La presencia en Cuba de un alto comisionado de la Organización de las Naciones Unidas (ONU) en materia de derechos humanos rompió los acuerdos y mostró la división al interior de las fracciones del Partido Revolucionario Institucional (PRI) y del Partido de la Revolución Democrática (PRD).
El Partido Acción Nacional (PAN), PRI, y PRD condenaron la ejecución de tres cubanos disidentes, pero se lavaron las manos en la decisión que México tomará hacia Cuba en la sesión de la Comisión de Derechos Humanos (CDH) de la ONU.
“Exigimos que cese la agresión, que sean liberados los presos políticos, que el gobierno cubano acepte las resoluciones de los organismos internacionales”, comentó Cecilia Romero, senadora del PAN.
El PRI calificó de selectiva a la Comisión de la ONU y condicionó su voto a favor de la presencia del alto comisionado en Cuba, si la resolución incluye el tema del embargo a la isla.

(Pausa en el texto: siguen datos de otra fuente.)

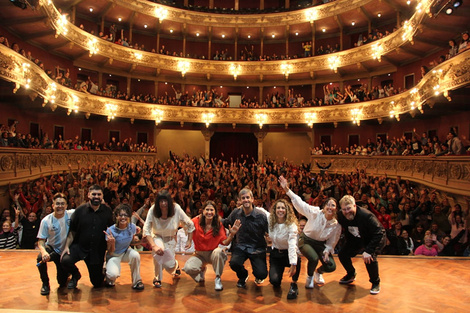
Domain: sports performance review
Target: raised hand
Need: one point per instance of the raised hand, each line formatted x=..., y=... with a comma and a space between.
x=284, y=184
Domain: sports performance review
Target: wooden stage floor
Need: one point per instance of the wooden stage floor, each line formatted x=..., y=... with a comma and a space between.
x=409, y=284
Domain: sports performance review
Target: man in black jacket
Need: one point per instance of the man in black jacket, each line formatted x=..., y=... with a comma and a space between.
x=364, y=234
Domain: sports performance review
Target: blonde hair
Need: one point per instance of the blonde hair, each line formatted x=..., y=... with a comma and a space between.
x=290, y=216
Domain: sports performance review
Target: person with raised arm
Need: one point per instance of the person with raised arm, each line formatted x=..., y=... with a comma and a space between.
x=319, y=237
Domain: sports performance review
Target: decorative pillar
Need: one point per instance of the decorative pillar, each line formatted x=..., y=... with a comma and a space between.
x=260, y=136
x=207, y=144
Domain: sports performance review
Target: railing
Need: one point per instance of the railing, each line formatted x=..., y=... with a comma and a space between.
x=450, y=174
x=19, y=165
x=450, y=75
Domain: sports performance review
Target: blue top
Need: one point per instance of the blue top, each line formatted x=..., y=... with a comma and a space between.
x=123, y=237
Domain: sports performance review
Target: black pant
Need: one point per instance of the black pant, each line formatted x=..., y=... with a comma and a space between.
x=313, y=251
x=278, y=261
x=349, y=250
x=258, y=264
x=62, y=275
x=95, y=270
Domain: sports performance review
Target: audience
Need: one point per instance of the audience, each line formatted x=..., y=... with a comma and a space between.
x=192, y=180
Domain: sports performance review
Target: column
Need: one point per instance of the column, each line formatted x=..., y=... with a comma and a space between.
x=207, y=142
x=209, y=57
x=260, y=136
x=287, y=39
x=156, y=132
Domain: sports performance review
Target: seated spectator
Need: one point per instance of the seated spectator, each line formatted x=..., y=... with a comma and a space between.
x=428, y=248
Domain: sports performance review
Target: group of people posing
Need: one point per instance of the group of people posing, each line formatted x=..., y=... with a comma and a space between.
x=93, y=233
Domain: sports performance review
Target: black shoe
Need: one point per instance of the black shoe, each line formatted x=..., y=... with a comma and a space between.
x=74, y=281
x=349, y=278
x=242, y=282
x=293, y=291
x=45, y=290
x=375, y=289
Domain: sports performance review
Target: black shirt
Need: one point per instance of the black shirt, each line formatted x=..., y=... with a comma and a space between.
x=88, y=226
x=250, y=236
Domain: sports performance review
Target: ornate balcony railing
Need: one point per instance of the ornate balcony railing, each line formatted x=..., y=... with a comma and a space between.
x=331, y=61
x=449, y=75
x=19, y=165
x=450, y=174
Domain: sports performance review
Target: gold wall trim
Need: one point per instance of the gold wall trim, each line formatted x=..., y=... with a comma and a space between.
x=243, y=20
x=452, y=74
x=19, y=165
x=449, y=174
x=348, y=57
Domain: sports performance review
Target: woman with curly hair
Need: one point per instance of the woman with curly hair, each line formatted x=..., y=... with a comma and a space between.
x=209, y=233
x=319, y=237
x=160, y=230
x=283, y=232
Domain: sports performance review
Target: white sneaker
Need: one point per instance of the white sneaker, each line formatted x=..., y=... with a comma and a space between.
x=202, y=275
x=309, y=282
x=218, y=284
x=318, y=278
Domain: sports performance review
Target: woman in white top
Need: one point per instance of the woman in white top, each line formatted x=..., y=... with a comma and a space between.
x=160, y=228
x=319, y=237
x=283, y=232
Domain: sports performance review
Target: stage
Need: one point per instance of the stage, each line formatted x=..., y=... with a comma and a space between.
x=409, y=284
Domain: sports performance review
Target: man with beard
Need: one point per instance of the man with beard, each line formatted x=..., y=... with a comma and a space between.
x=249, y=243
x=85, y=240
x=364, y=234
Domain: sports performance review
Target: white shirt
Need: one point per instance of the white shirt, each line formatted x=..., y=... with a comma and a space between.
x=317, y=227
x=285, y=237
x=159, y=227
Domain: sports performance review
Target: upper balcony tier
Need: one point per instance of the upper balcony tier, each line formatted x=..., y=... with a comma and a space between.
x=185, y=31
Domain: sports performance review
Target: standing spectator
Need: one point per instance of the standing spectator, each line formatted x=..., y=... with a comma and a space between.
x=9, y=234
x=51, y=241
x=249, y=242
x=85, y=240
x=364, y=234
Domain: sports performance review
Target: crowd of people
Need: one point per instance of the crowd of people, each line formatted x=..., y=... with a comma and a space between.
x=11, y=137
x=213, y=98
x=207, y=196
x=415, y=145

Silvia Hernández, senadora del PRI dijo que “esta Comisión adolece de un gran defecto y su gran defecto se llama selectividad, por qué, la Comisión se ha negado a incluir en la resolución el tema del embargo, Cuba ha sido sometida a un embargo ilegal durante 40 años”.
Para el PRD sería irresponsable utilizar los principios para quedar bien con todos, pero lamentó que por presión política el Senado no haya tenido valor para condenar arbitrariedades de los Estados Unidos.
“La condena al bloqueo no nos hace dejar de ver el juicio sumarísimo y la pena de muerte; la gente de izquierda no la podemos avalar, lo tenemos que sancionar y condenar”, expresó Jesús Ortega, senador del PRD.
Ojalá, sentenciaron priístas y perredistas, la revisión de los derechos humanos en Cuba no sea el preludio para una invasión norteamericana.